JAKARTA – Faisal Basri dikenal sebagai sosok yang mana kritis terhadap berbagai situasi serta kebijakan ekonomi. Pandangan, pemikiran, hasil penelitian, juga analisa terkait perekonomian nasional telah lama sejumlah dipublikasikan.
Ekonom senior Faisal Basri yang tersebut meninggal dunia hari ini, Kamis (5/9/2024) pada usia 65 tahun diketahui sangat lugas di menyikapi perkembangan perekonomian nasional. Ia kerap menyampaikan kritik dengan lantang terhadap kebijakan dunia usaha pemerintah, hingga membuatnya lebih tinggi banyak menjaga jarak dengan kekuasaan.
Sepak terjangnya yang kritis serta lantang menyuarakan segala bentuk penyelewengan, penyuapan, kemudian korupsi menciptakan Faisal Basri mendapatkan label “Pejuang Anti Korupsi 2003,” yang dimaksud diberikan oleh Komunitas Profesional Madani (MPM), dalam Gedung Joang 45, Jakarta, pada 15 Januari 2004.
Pemikiran tajam Faisal Basri diakui oleh Eks Gubernur Ibukota 2017-2022, Anies Rasyid Baswedan yang mana menyampaikan duka cita mendalam melawan meninggalnya ekonom senior, Faisal Basri pada Kamis (5/9/2024) dini hari tadi.
“Inalillahi wa inna ilaihi raji’un. Berduka mendalam mendengar kabar berpulangnya Bang @FaisalBasri.

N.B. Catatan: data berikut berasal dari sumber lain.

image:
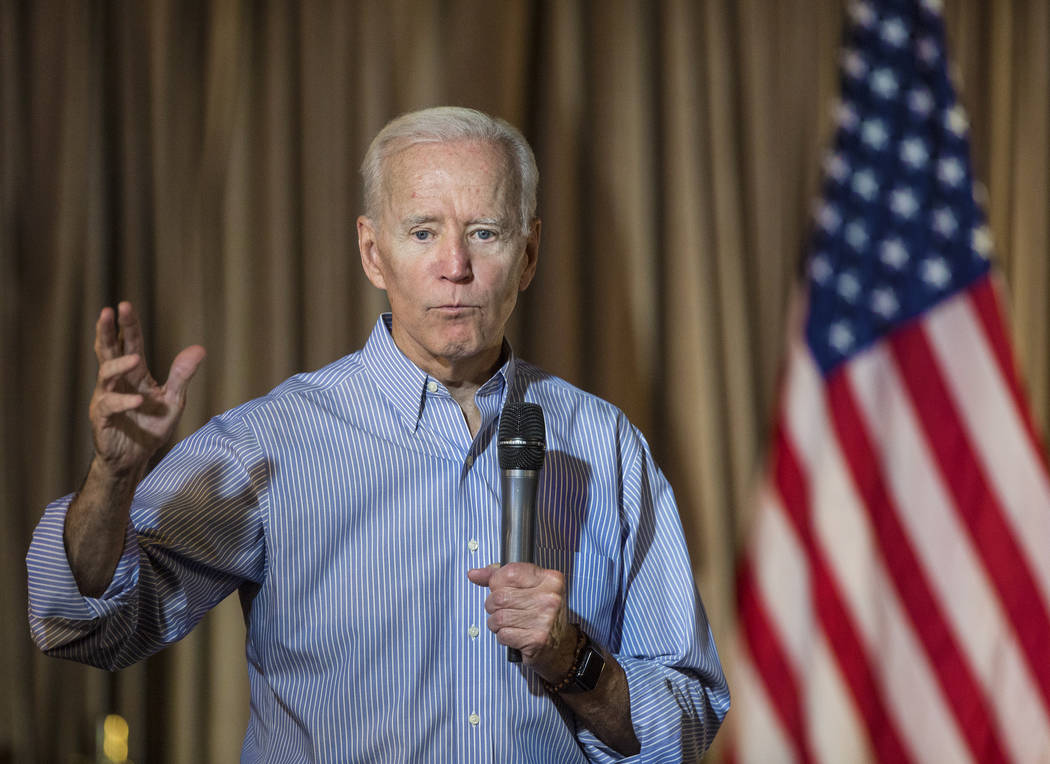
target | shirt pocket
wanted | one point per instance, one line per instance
(592, 588)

Insan cendekia yang mana pemikirannya menerangi jalan, layaknya lentera di dalam berada dalam kabut. Kata-katanya rutin tajam, namun penuh dengan kebijaksanaan. Menuntun kita meninjau lebih tinggi jauh, melampaui apa yang tersebut tampak pada permukaan,” cuit Anies di laman X @aniesbaswedan.

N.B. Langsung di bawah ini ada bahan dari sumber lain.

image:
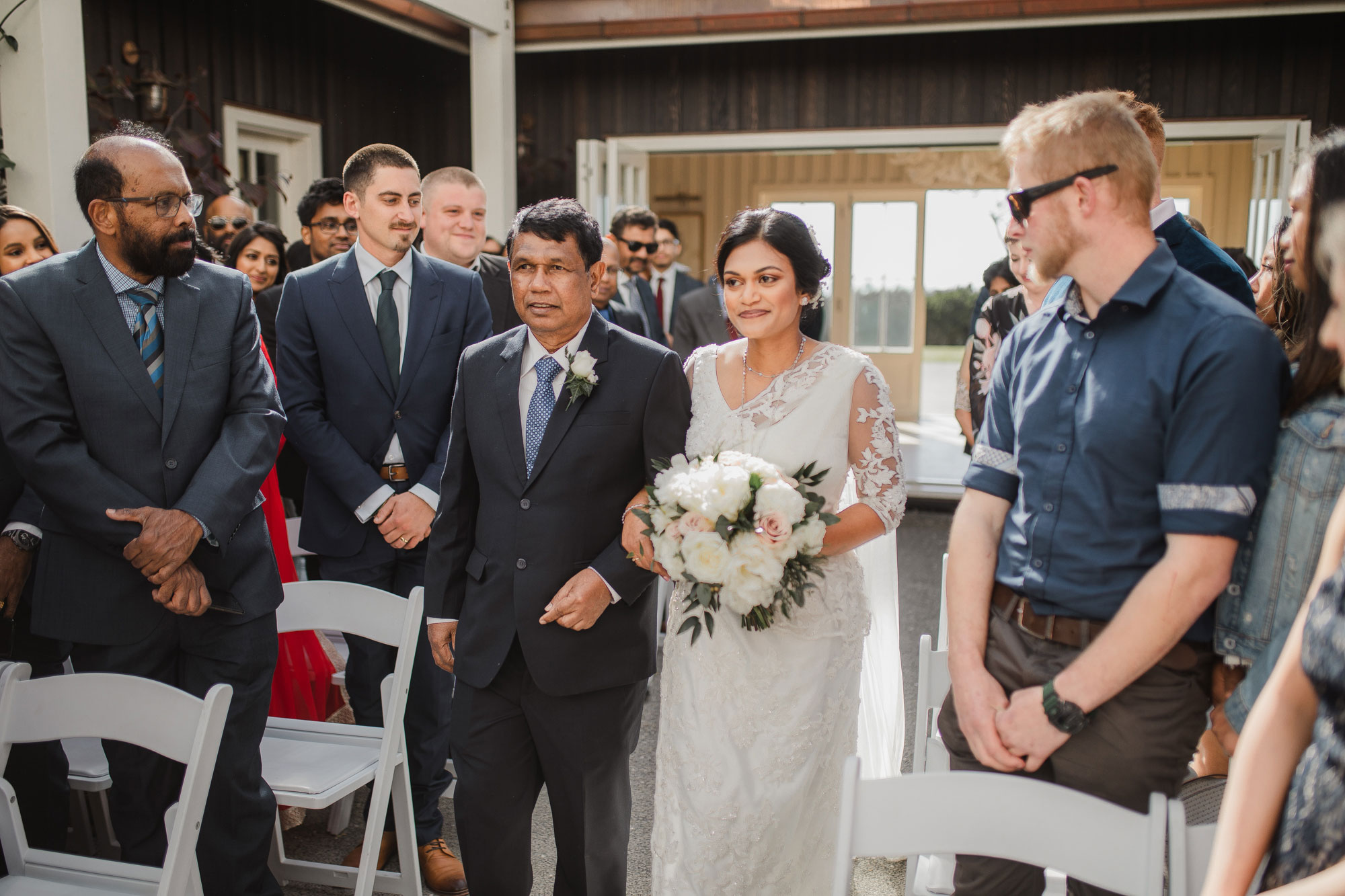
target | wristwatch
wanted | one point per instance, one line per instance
(1062, 713)
(25, 541)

Anies berharap seraya berdoa agar warisan pemikiran juga keberanian sosok Faisal Basri menjadi inspirasi bagi kita semua.
“Semoga warisan pemikiran kemudian keberanian beliau akan kekal menjadi inspirasi bagi kita semua. Semoga Allah SWT melapangkan jalan beliau, menerima amal kebaikannya, mengampuni segala khilaf nya, lalu memberikan ketabahan bagi keluarga yang dimaksud ditinggalkan. Aamiin yra,” ungkapnya.
Sekedar informasi, Faisal Basri meninggal dunia dalam RS Mayapada, Kuningan, Ibukota Indonesia Selatan pada Kamis (5/9) dini hari pada usia 65 tahun. Almarhum Faisal Basri akan disemayamkan di dalam rumah duka Komplek Gudang Peluru, Tebet, DKI Jakarta Selatan juga akan dimakamkan dalam TPU Menteng Pulo.
Kritik Pemerintah
Kritikan tiada bisa saja dilepas dari Faisal Basri, belum lama ini Ia memberikan pandangannya terkait situasi kemudian kondisi pemerintahan Presiden Joko Widodo pada 7 Februari 2024 atau seminggu jelang Pemilihan Presiden 2024.